Il primo anno le risorse erogate totali sono state 329 milioni di euro (dei quali 192 milioni destinati al terzo settore); nel 2007 le risorse (fu messo un tetto per 400 milioni di euro) sono state 371 milioni; l'anno successivo 397 (ancora una volta con un tetto di 400 milioni), per gli anni 2009-2010 non ci sono ancora i dati sull'erogato, ma c'è un tetto di 400 milioni. Le risorse del 2008 (le ultime rispetto alle quali ci sono già i dati) sono state così divise: 278 milioni per il volontariato; 64 milioni per la ricerca scientifica (in testa l'associazione contro il cancro AIRC, che ha avuto circa 70 milioni) e la ricerca sanitaria, con altri 65 milioni. Per il 2011, al momento, il tetto è stato fissato a 100 milioni, con una riduzione del 75%, una cifra chiaramente inferiore alle preferenze di solito espresse dai contribuenti.
Per destinare il 5 per mille all'ente che si è scelto bisogna barrare una casella della dichiarazione dei redditi, casella diversa da quella dell'8 per mille (destinato invece alla Chiesa e ad altre confessioni religiose). Nella stessa casella va poi inserito il codice fiscale dell'ente che si è scelto. Un meccanismo semplice, eppure da una ricerca condotta alcuni mesi fa dalla Fondazione San Raffaele è emerso che il 45,4% degli italiani non sa come destinare il 5 per mille, mentre addirittura il 30% non è a conoscenza di questa possibilità, percentuale che al Sud sale al 45%.
Nonostante ciò, alle associazioni sono arrivati fondi cospicui, anche se con significativo ritardo. "I fondi dei primi tre anni ci sono arrivati in media tre anni dopo - spiegano alla Fondazione AlmaMater, che gestisce tutto quello che riguarda il cinque per mille per l'Università di Bologna, la più 'votata' dai contribuenti, quella che cioè ha ottenuto il numero maggiore di preferenze tra le università italiane - Abbiamo avuto 550.000 euro il primo anno, 650.000 il secondo e 600.000 il terzo; per il resto ancora non sappiamo. Se questo taglio venisse confermato, ragionevolmente non possiamo aspettarci più di 30.000-40.000 euro".

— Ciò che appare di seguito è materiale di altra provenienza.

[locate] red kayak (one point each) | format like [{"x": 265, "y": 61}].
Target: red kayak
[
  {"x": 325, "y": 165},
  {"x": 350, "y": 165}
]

"Il problema - spiega Mumolo - si aggrava per il fatto che contemporaneamente si ha una riduzione drastica delle spese sociali su tanti capitoli di bilancio, una riduzione del finanziamento al servizio civile, che incide sulle onlus, perché gran parte dei volontari del servizio civile stanno presso le associazioni no-profit. E infine c'è anche l'eliminazione dei benefici per la stampa del no-profit".
"E' un attacco al mondo del no-profit e all'economia sociale e solidale di questo Paese, - dice Francesco Petrelli, presidente delle Ong italiane - oltre che in imbarazzante contrasto con i principi di libertà tanto sbandierati dal governo, che invece con i tagli al 5 per mille impedisce la libera scelta dei cittadini di destinare risorse al terzo settore. Il tetto dei 100 milioni di euro imposti da Tremonti sono un colpo all'azione sussidiaria che il mondo del volontariato svolge in sostituzione di molti servizi essenziali di assistenza che l'apparato pubblico non sa, non può, non vuole esercitare. Si tratta di servizi fondamentali, anche per la tenuta sociale del Paese, per la sua stabilità. Insomma un attacco cieco e indiscriminato ad un settore di cui evidentemente si ignora - o si finge di ignorare - il valore e l'utilità".